# Getting a cell phone for Japan



## Ben Yoshida

Hoi 

Is there a way in obtaining a cell phone that operates in Japan? Without actually been in the country? 

I hear that the system the Japanese use is entirely different, with the advent of nation wide digital television, and the extinction of analogue television within a year or two, (there building a new tokyo tower for that atm.. abit taller then the Eiffel tower copy) .. and the nationwide fiber-optical system.. non-japanese phones wont work.. (not even SIM cards work.. its a different world.) 

So in light of that pretext.. would say, I iphone brought in Australia, work in Japan? 

I hear that you need to get a minimum 1 year contract with a service provider in Japan, with proof of identity, or proof of address required, even for a pre-paid cell phone, brought while in Japan. 

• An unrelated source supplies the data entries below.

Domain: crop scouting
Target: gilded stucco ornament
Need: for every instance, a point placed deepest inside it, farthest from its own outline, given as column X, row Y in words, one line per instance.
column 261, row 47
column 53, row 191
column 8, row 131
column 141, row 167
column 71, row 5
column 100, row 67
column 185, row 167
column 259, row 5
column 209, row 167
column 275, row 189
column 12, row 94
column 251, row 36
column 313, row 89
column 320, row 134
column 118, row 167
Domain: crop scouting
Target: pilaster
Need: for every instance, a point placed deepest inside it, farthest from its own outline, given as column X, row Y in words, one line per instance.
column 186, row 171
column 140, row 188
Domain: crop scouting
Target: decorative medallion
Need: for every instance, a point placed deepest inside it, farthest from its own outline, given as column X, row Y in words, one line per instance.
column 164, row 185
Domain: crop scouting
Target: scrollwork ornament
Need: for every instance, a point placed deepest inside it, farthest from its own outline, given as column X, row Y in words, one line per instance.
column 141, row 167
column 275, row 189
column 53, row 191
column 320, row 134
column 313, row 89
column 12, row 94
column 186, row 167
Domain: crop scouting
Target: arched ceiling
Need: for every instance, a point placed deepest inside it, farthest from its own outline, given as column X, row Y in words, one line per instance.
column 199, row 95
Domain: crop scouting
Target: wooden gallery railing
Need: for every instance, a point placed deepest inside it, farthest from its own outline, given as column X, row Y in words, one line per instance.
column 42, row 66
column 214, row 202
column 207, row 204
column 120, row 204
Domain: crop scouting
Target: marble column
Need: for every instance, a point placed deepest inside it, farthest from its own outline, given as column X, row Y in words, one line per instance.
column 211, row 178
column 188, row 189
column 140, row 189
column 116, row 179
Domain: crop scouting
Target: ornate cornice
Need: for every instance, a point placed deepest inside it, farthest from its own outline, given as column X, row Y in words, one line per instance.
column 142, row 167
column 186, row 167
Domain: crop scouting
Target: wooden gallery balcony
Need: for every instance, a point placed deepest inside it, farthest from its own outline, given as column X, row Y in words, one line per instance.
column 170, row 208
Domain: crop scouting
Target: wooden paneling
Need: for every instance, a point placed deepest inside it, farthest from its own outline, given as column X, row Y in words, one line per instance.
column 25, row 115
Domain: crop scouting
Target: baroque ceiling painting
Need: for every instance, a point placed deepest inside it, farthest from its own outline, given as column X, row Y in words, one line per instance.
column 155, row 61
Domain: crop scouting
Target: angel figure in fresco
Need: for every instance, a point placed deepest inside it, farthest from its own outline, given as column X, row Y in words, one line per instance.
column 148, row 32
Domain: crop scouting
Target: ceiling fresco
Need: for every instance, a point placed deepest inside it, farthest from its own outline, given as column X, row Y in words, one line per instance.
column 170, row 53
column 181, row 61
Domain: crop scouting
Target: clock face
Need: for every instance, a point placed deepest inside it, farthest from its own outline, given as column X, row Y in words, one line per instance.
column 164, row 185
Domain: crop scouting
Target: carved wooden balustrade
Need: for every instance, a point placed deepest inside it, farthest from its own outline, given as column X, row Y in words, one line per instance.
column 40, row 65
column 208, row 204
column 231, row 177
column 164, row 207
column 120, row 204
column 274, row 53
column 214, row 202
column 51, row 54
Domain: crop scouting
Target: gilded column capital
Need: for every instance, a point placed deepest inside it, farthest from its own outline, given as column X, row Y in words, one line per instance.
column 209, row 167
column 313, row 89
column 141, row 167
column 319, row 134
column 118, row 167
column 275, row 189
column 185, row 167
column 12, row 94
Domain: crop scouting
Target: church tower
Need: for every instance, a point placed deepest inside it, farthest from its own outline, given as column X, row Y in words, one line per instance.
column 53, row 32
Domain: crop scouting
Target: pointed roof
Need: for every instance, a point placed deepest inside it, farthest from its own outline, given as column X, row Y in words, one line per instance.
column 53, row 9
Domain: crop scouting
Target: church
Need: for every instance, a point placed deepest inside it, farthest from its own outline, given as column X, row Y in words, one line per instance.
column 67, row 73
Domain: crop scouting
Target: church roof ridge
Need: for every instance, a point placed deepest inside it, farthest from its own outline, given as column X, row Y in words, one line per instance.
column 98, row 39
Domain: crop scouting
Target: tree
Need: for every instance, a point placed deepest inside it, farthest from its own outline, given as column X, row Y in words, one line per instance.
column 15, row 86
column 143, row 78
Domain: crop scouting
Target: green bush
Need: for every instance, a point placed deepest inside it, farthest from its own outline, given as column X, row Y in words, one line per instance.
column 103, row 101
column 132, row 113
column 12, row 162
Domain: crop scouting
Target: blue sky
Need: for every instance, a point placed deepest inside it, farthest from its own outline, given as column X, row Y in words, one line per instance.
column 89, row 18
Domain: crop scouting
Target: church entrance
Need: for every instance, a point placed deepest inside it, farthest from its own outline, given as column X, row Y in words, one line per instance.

I'm guessing therefore that you CANT get a cellphone outside of Japan, that would work in Japan? 

Any information concerning this thread, bit it advice or web-links would be much appreciated, thanks in advance. 

regards 

Ben Yoshida


----------



## larabell

Ben Yoshida said:


> Hoi
> Is there a way in obtaining a cell phone that operates in Japan? Without actually been in the country?


The phone itself is no longer a problem. Modern 3G phones work fine here. Phones which predate 3G usually will not work (the transmission technology is different). I suspect what you're asking is whether you can get a local account -- that could be more of a problem.

It's rare to see the kind of pre-paid phones you used to be able to buy at just about any convenience store. It was simply too easy for the bad guys to pick up phones that were untraceable and then just toss them away afterward. These days you need to be able to show ID. And for non-Japanese, you need to show evidence that you're a registered foreign resident. And to get that, you need an address (as well as a visa that allows you to remain in Japan past the usual 90-day tourist period).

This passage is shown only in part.